Purpose : Changes in protein synthesis are inherently linked to retinal ganglion cell (RGC) metabolism and survival. Yet, the specific mechanisms that modify mRNA translation during RGC degeneration are not clear. We have uncovered a pathway linking extracellular induction of the MAPK (mitogen activated protein kinase) ERK to alter translational control in injured RGCs. This signaling is mediated through the activities of MNKs (MAPK interacting serine/threonine kinases), to specifically alter the function of eIF4E (eukaryotic translation initiation factor 4E). eIF4E is a key component of cap-dependent mRNA translation, but exhibits preferences for translating specific subsets of mRNAs in different tissues and contexts. Using next-gen ribosomal profiling (riboseq), we tested whether MAPK-MNK-eIF4E pathway drives altered translation of specific cohorts of mRNAs to impact RGC survival.
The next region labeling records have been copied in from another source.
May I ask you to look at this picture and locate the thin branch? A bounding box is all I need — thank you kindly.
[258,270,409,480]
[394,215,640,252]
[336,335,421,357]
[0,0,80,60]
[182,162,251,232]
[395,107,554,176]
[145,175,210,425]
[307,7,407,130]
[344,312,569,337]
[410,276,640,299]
Methods : Pharmacologic and genetic tools were used to assess the histological and functional impact of MNK-eIF4E signaling in kainic acid (KA) and intraocular pressure-induced models of RGC degeneration. To determine differentially translated mRNAs, riboseq was performed in retinas of wild-type mice, or a strain containing an eIF4E single amino acid knock-in (KI) that inactivates MNK signaling. Rapid translational changes were assessed following KA injury. Ribosome-protected mRNAs were then purified and sequenced for identification of differentially translated transcripts, followed by informatic and pathways analyses.
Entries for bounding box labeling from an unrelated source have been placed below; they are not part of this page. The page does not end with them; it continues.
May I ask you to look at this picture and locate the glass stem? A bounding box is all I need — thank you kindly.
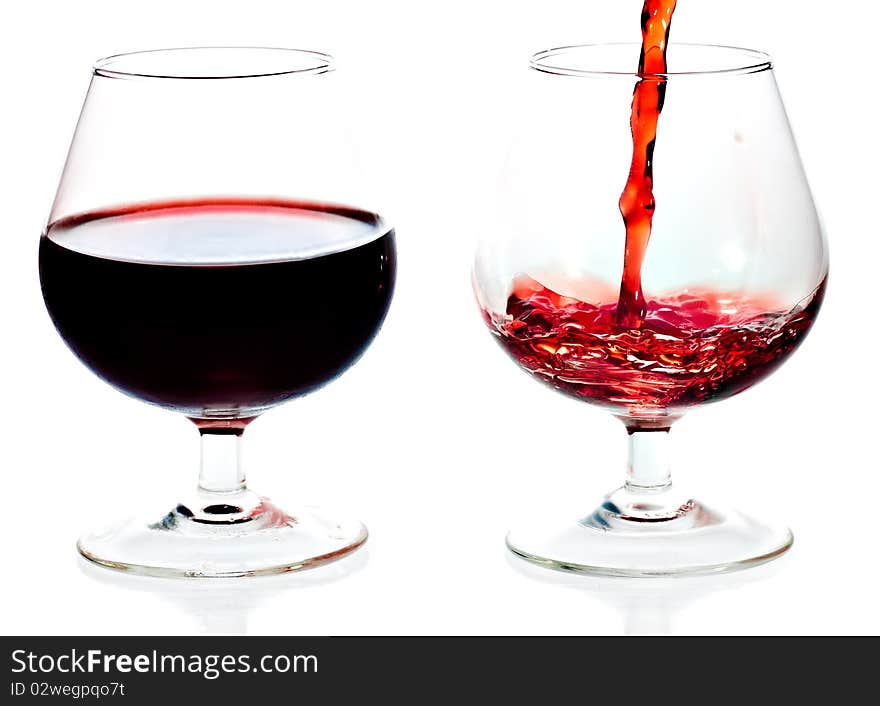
[199,428,245,493]
[626,428,672,493]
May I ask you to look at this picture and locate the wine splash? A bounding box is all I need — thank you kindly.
[484,275,825,419]
[617,0,676,329]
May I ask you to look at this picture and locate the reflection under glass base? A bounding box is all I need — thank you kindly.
[507,487,794,577]
[77,490,367,578]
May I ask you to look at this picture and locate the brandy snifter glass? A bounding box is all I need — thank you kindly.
[473,44,828,576]
[39,47,396,577]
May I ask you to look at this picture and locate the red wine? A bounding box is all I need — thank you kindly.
[617,0,676,328]
[40,199,396,419]
[484,275,825,418]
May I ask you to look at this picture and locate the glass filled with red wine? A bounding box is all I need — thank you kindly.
[39,48,396,576]
[473,41,828,576]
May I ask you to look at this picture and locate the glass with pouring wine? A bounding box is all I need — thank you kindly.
[474,0,828,576]
[39,48,395,577]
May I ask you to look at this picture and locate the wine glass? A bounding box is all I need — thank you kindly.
[473,44,828,576]
[39,47,396,577]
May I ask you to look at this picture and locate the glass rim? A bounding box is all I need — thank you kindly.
[529,42,773,79]
[92,46,336,81]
Results : In both injury models inhibition of eIF4E signaling was demonstrated to significantly protect RGC survival and function. Ribosomal profiling uncovered injury-related transcripts that were significantly differentially translated in WT retinas after KA treatment, compared to unchallenged controls (p<0.01). Remarkably, of these only 11 of these transcripts were sensitive and specific to ERK-MNK signaling (p<0.01). Informatic analyses identified several pathways involved in neuronal activity.

Conclusions : This work uncovered rapid translational changes in the retina after degenerative injury that are eIF4E-dependent for a subset of genes. This novel area can be further studied to better understand neurodegeneration, and presents an opportunity to selectively fine-tune translation to promote RGC survival and function.

This abstract was presented at the 2024 ARVO Annual Meeting, held in Seattle, WA, May 5-9, 2024.